You're welcome, and I'll add a few thoughts. You wrote in part:


Quote:
Originally Posted by yarbo3 View Post
... My radiologist want me to be on hormone therapy for another two years following the IMRT. I was just reading in Dr. Meyers Prostate Forum that he does not like to have patients on hormone therapy for that long as it ups the possibility of not returning to normal testosterone production. I was wondering if that is more of a risk in older guys than me at 51.
Yes, I've learned that the risk is related to age. In the past I've read in a number of places that age 70 is the point where the risk becomes substantially greater when hormone therapy (also known as androgen deprivation therapy - ADT) is continued for around two years or more. Neither the two year point nor the age is a going to apply to everyone, apparently. Some younger men will not return to normal even with shorter ADT than two years, and some men older than 70 will return to normal even with ADT longer than two years. Starting at age 56, my first period on ADT was 34 months long and I recovered very well. My next round was 19 months; it was shorter because it was no longer thought essential to keep your PSA below 0.05 for a year. I again recovered well, and my testosterone also recovered well after the third period on ADT.

Dr. Myers had a rough time on ADT he was on for about eighteen months, and he acknowledges that that experience influences his advice against continuing ADT for long periods. There is also some research (the Strum, Scholz, Lam and others team) suggesting that the benefits peak at about seventeen months for most of us, though that is experience from just one practice.

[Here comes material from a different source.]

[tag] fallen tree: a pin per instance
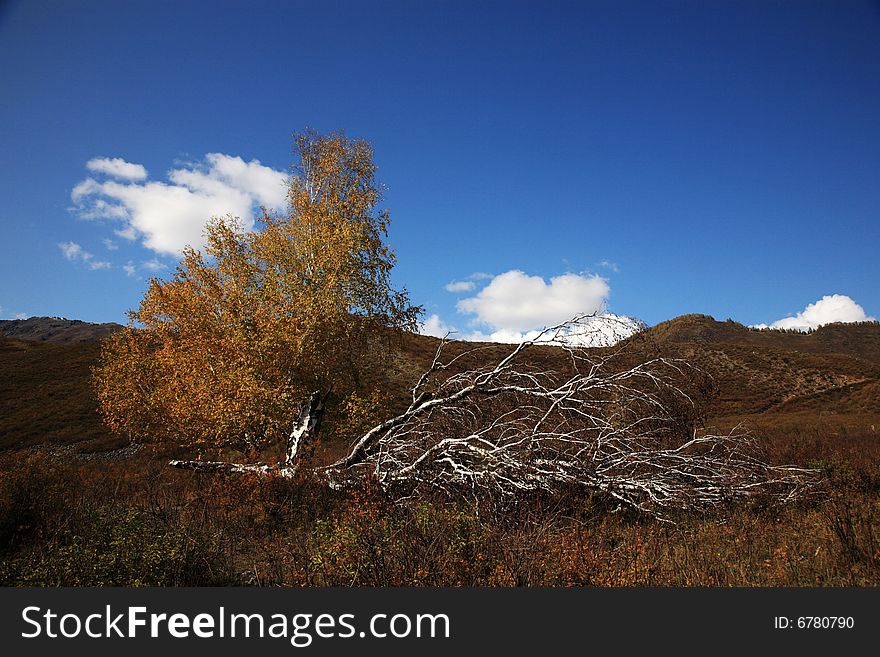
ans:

I believe the choice of two years rather than a somewhat shorter period is based on at least one (but not many) research study demonstrating substantially better results for higher risk men given two years of ADT versus just six months. The problem is that we really do not know the effects of ADT at somewhat shorter periods, though there are indications that shorter periods will be adequate.


Quote:
It is now a month after IMRT I have little discernible side effects. I do have to urinate a bit often but other than that, nothing. I had a rectal balloon inserted everyday during treatment which, though a bit uncomfortable, is supposed to protect the rectal wall and help immobilize the prostate during treatment. I hope my lack of side effects continue. I do have gold markers as well and now have three small tattoos (dots) around my waist that will remain with me forever.
Your experience is encouraging to me. Some of the equipment that is ten years old or even older is considered excellent. A lot depends on the team that planned and delivered the radiation. My impression is that that matters more than the equipment.